La anáfora tiene el secreto en que encuentra el camino hecho. Y eso gusta mucho al lector/oidor de poesía. Incluso en la prosa vale la anáfora. Shakespeare la usa en el discurso de Marco Antonio sobre el cuerpo de César, ese que termina todas sus cláusulas con el latiguillo (anáfora): “Pero Bruto es un hombre honrado”. Los circunstantes pillaron en seguida el sarcasmo, y entendieron lo contrario, que era lo que pretendía el pillín de Marco Antonio. La anáfora está en los mejores poetas del mundo, a través de todos los tiempos. Se lo aseguro. El poeta anafórico repite el verso, pero no enseguida, y los lectores ya saben que ese verso es bueno, porque el poeta, que sabe, lo repite. No lo gasta y ya está. A la par, les hace a ellos entendidos. Y, entonces, todos contentos. Y la anáfora se consagra como recurso poético inmortal.
Dicen los sabedores de la Comunicación, que es disciplina que no existía en la Escolástica de cuando Santo Tomás de Aquino, que para que entendamos algo, tiene que haber en el mensaje que recibimos un 50% mínimo de redundancia con lo que ya sabemos.
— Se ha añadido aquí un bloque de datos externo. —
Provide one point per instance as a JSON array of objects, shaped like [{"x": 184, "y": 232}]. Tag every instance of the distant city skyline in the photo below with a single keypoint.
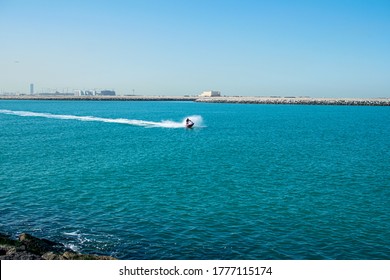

O sea, que para que captemos algo del mensjae recibido, ese algo ha de ser anafórico con lo que tenemos dentro de nosotros o en parte, por lo menos. Un discurso con 0% de redundancia o anáfora es escuchar un discurso en chino, por ejemplo, sin anglicismo alguno. Y ya sé, escandalizados sabedores, que anáfora y redundancia son sólo primas, que no hermanas. Ya lo sé.
Los del 27, para reírse de los modernistas, a los que desalojaban del Parnaso, decían que de la frase de Rubén Darío: “Que púberes canéforas te ofrenden el acanto”, del Responso a Verlaine, del poeta nicaragüense, sólo entendían el “que”. Sólo esa palabra -vacía por demás; su valor, que no significado, es relacional, no semántico-, únicamente la palabra “que”, les redundaba anafóricamente en su acervo idiomático, decían. Eso era mentira. Yo, que sólo soy medio listico, supe el significado entero desde la primera vez que la leí. Los del 27 sólo querían chinchar a los rubenianos. Luego, todos ellos redundaron, sobre todo en Góngora, en Lope, o en el Cancionero popular castellano. Pero se trataba de linchar al padre. Cosa que hicieron muy bien. Negociazo que gestaron, oye.
Bueno, pues ya está. De Dios al 27, ahí tenemos siempre de guardia a la anáfora, superviviendo a todos.